So it ends up asking the server to deal with a key of type ssh-rsa-cert-v01@openssh.com and as that's not in Transport._key_info, we get a KeyError which ends up making the Client think that the key was bad. (this took longer than it should have to figure out, in part because of a lovely bare except buried in there since ancient times...UGH.)


tl;dr we do need at least light server support if we're going to test this functionality end-to-end (the PR's tests only test the basic PKey method, not any of the Client or Transport code), so I may need to pull down more of #531 than originally intended. Grump. This always happens...it's never, ever, ever, ever as simple as the initial works-for-me implementation... 😠 (not 😠 at @radssh just at how this always ends up being the case 😭 )

@bitprophet

This comment has been minimized.

Member

bitprophet commented Aug 28, 2017

Seems I can at least get the existing tests happy enough by tweaking RSAKey so it's capable of reading a cert-bearing Message:

  • update the checking of the 1st field, 'type', so it a) accepts cert type and b) branches
  • conditionally read the subsequent 'nonce' field iff it's a cert
  • the next two fields are the public numbers in either case
  • after that is all the cert-specific stuff that we can, for now, ignore in both cases (the rest of the Message is simply not read, period.)
    • That part can be filled in later when someone wants "real" server-side support; for now it ought to behave like the user submitted a non-cert-bearing pubkey auth message.
@bitprophet

This comment has been minimized.

Member

bitprophet commented Aug 28, 2017

Hah, not quite, amusingly that earlier test never actually instructs the server to accept RSA (it's a series of "submit some keys, accept some other possibly-overlapping list of keys" tests). So we were triggering early code (creation of key object from network message) but not later code (verification of key material), since code in the middle (key type acceptance) was (correctly, for that earlier test) bailing out.

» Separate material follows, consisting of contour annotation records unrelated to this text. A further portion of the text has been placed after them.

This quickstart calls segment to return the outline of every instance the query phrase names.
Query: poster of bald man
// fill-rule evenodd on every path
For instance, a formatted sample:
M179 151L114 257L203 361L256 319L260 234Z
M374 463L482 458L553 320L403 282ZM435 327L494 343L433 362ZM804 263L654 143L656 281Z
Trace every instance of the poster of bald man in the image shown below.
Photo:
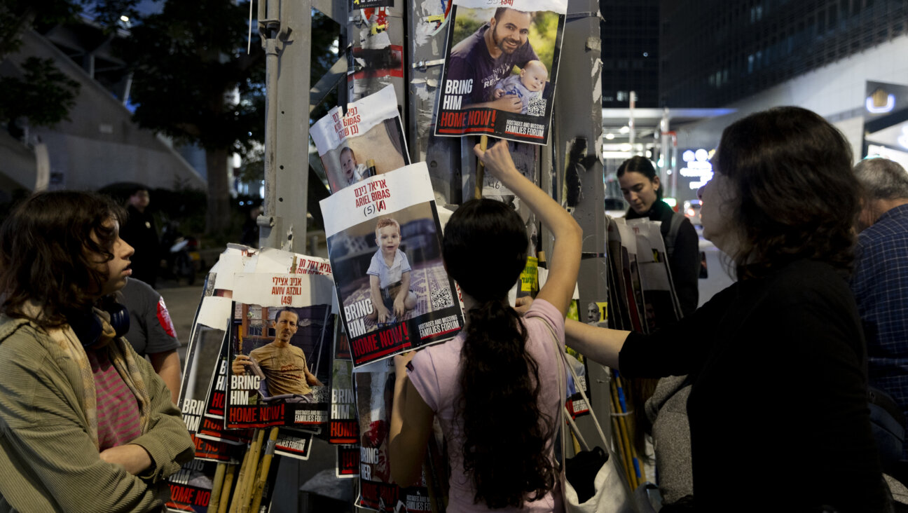
M546 144L568 0L452 0L435 134Z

Now a later, simpler test that just goes "does this basic RSA key work?" dies at signature verification. I have to refresh my memory of exactly why this is; IIRC it's because the client-side key object instance knows to include its certificate data when generating the signature, but the server-side object has never had load_certificate called on itself and will thus only expect a signature matching the base key data. (this may, again, be indicative of needing the key classes to fully understand certificate structure.)

@bitprophet

This comment has been minimized.

Member

bitprophet commented Aug 28, 2017

Yea, that's the issue, so for this to really work we do need PKey classes to instantiate w/ public blob set if created from a Message object that is of cert type. Shouldn't be super hard still? Famous last words.

@bitprophet

This comment has been minimized.

Member

bitprophet commented Aug 29, 2017

Refactored the shit out of PublicBlob and PKey.load_certificate while I had the patient anesthetized, including granting load_certificate some Message-originating powers; then used that in RSAKey (since receiving the remote end's key data always involves RSAKey(message)) to correctly update public blob data when certs are in play - allowing for correct signature verification, even though the cert blob is not fully unpacked or otherwise interpreted.

End result seems to be a passing test suite! But now I need to fill in those new tests I added. I think most of the actual functionality is already there so they may just-pass... 🤞

EDIT: also need to update the other key classes. Going by the spec, they all look the same for the first few fields, so I may be able to just factor it out back into PKey.

@bitprophet

This comment has been minimized.

Member

bitprophet commented Aug 29, 2017

Hrm. When I get to testing ECDSA certs, there's a perplexing mismatch going on between what I expect the type field to be (going by the spec here) and what it apparently actually is.

Re: the key and cert in question:

  • Created a temporary public file from the public base64 of tests/test_ecdsa_256.key, whose leading key-type field is ecdsa-sha2-nistp256 (i.e. the same key type string that the rest of our and presumably OpenSSH's uses)
  • Created a certificate from it using (macOS 10.12 standard install OpenSSH 7.4p1) ssh-keygen -s ca_key -I user_test -n test tests/test_ecdsa_256.key.pub (where ca_key is a freshly generated throwaway RSA key to serve as the "CA" key in this case)
  • Confirmed the type field in the resulting cert is ecdsa-sha2-nistp256-v01@openssh.com

So far so good. Updated our code so that ecdsa-sha2-nistp256-v01@openssh.com maps to ECDSAKey. Also so far so good, it's running.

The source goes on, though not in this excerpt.